I recently ran into an issue that was new to me, but after some further research proved to be fairly well known phenomenon that can be difficult to track down. We had a Cisco linecard with some servers connected to it that were generating a fairly large number of output drops on an interface, while at the same time having a low average traffic utilization. Enter the microburst.
Microbursts are patterns or spikes of traffic that take place in a relatively short time interval(generally sub-second) causing network interfaces to temporarily become oversubscribed and drop traffic. While bursty traffic is fairly common in networks and in most cases is handled by buffers, in some cases the spike in traffic is more than the buffer and interface can handle. In general, traffic will be more bursty on edge and aggregation links than on core links.
Admitting you have a problem
One of the biggest challenges of microbursts is that you may not even know they are occurring. Typical monitoring systems(Solarwinds,Cacti,etc) pull interface traffic statistics every one or five minutes by default. In most cases this gives you a good view into what is going on in your network on the interface level for any traffic patterns that are relatively consistent. Unfortunately this doesn’t allow you to see bursty traffic that occurs in any short time interval less than the one you are graphing.
Since it isn’t practical to change your monitoring systems to poll interfaces every second, the first place you might notice you are experiencing bursty traffic is in the interface statistics on your switch under “Total Output Drops”. In the output below, we are seeing output drops even though the 5 minute output rate is ~2.9Mbps (much less than the 10Mbps the interface supports).
Switch#sh int fa0/1 | include duplex|output drops|rateFull-duplex, 10Mb/s, media type is 10/100BaseTXInput queue: 0/75/0/0 (size/max/drops/flushes); Total output drops: 72285 minute input rate 0 bits/sec, 0 packets/sec5 minute output rate 2921000 bits/sec, 477 packets/sec
Output drops are caused by congested interfaces. If you are consistently seeing output drops increment in combination with reaching the line speed of the interface your best option is to look into increasing the speed of that link. In this case you would most likely see this high traffic utilization on a graph. If you are seeing output drops increment, but the overall traffic utilization of that interface is otherwise low, you are most likely experiencing some type of bursty traffic. One quick change you can make to the interface is to shorten the load interval from the default 5 minutes to 30 seconds using the interface-level command ‘load-interval 30’. This will change the statistics shown in the output above to report over a 30 second interval instead of 5 minutes and may make the bursty traffic easier to see. There’s a chance that even 30 seconds may be too long, and if that is the case we can use the Wireshark to look for these bursts.

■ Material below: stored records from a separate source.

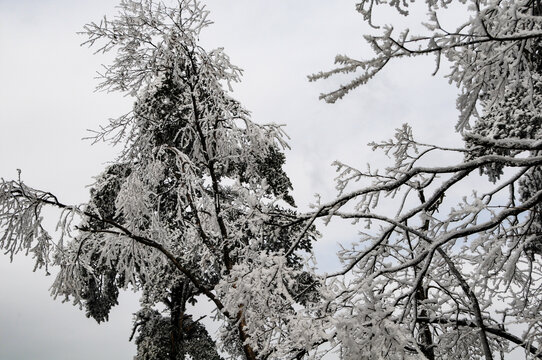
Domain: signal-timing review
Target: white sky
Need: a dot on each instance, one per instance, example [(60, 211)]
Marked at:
[(47, 102)]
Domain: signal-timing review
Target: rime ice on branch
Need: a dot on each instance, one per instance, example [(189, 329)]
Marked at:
[(196, 201)]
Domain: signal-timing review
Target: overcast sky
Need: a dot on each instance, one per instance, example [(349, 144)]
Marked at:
[(47, 102)]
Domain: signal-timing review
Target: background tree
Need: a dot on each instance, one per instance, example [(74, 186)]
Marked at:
[(448, 274), (192, 203)]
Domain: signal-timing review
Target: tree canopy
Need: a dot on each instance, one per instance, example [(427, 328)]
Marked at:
[(198, 206)]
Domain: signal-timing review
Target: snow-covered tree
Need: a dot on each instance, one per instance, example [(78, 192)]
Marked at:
[(197, 204), (438, 271)]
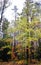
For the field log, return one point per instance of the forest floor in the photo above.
(12, 63)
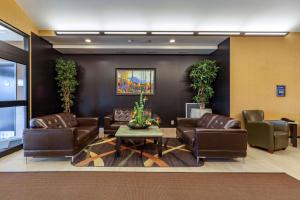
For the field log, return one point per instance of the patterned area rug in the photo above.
(102, 154)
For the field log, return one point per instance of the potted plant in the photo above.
(66, 81)
(202, 76)
(140, 120)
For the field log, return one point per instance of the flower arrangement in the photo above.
(140, 118)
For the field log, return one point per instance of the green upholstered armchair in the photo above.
(267, 134)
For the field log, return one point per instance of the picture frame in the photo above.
(280, 90)
(133, 81)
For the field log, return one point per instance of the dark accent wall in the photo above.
(96, 95)
(221, 100)
(44, 91)
(96, 73)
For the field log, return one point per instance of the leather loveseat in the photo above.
(120, 117)
(213, 136)
(58, 135)
(267, 134)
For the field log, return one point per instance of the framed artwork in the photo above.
(134, 81)
(280, 90)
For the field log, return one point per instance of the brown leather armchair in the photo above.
(213, 136)
(120, 117)
(58, 135)
(267, 134)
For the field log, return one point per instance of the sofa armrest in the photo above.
(261, 134)
(235, 139)
(279, 125)
(187, 122)
(88, 121)
(49, 139)
(108, 120)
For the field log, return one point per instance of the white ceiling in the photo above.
(170, 15)
(137, 44)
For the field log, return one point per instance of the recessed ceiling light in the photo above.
(172, 33)
(267, 33)
(219, 33)
(87, 40)
(172, 41)
(126, 33)
(77, 32)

Using Wireshark to identify the bursty traffic
Identifying microbursts or any bursty traffic is a good example of why it’s important to ‘know what you don’t know’. If someone complains about seeing issues on a link it’s important not to immediately dismiss the complaint and do some due diligence. While monitoring interface statistics via SNMP in 1 or 5 minute intervals is an excellent start, it’s important to know that there may be things going on in the network that aren’t showing up in those graphs. By utilizing a number of different tools you can trace down problems. Reducing the interface load-interval to 30 seconds and tracking your output drops is a good start.Using Wireshark allows you to dive further into the problem and figure out what traffic is causing or contributing to the drops.